Another interesting outcome of this experiment was the observation of fast radio bursts – these are radio waves but, again, have a double helix structure. These could be caused by outer-well positronium atom annihilation, and evidence of these was seen at the Australian Widefield Array (MWA) radio telescope, across the Pacific Ocean from Easter Island, and at the Chinese FAST radio telescope across from Scottsdale. The distances between MWA and Easter Island and between FAST and Scottsdale are similar. Both MWA and FAST recorded fast radio bursts at around the same times, with similar times between the pulses.

Excitingly, Dr Smith highlights how these Alfvén waves using positrons could be used in space, considering how these waves could be used to send transmissions between planets or to be used as a probe to discover more about our solar system. If these waves are launched at, for example, Jupiter or its surrounding moons, interactions and annihilations could occur between the OWPs and ionic nuclei from the planet or moon. The signatures we see from these interactions could tell us about different minerals that exist there or give insight into the compounds present at the beginning of life on Earth.

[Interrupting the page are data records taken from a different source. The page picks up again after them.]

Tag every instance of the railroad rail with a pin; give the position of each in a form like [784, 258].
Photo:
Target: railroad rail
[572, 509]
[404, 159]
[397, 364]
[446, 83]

Overall, Dr Smith’s work on OWPs and Alfvén waves shows how these positrons can be trapped and confined by magnetic fields, both in his lab in Scottsdale and using the Earth’s magnetic field lines. From this, we can see signatures of these particles across the globe, from the IPM magnetographs on Easter Island to the radio telescope signatures at MWA and FAST. Dr Smith’s work could also pave the way to learning more about our solar system, discovering more about rare minerals and even the compounds which led to life on Earth.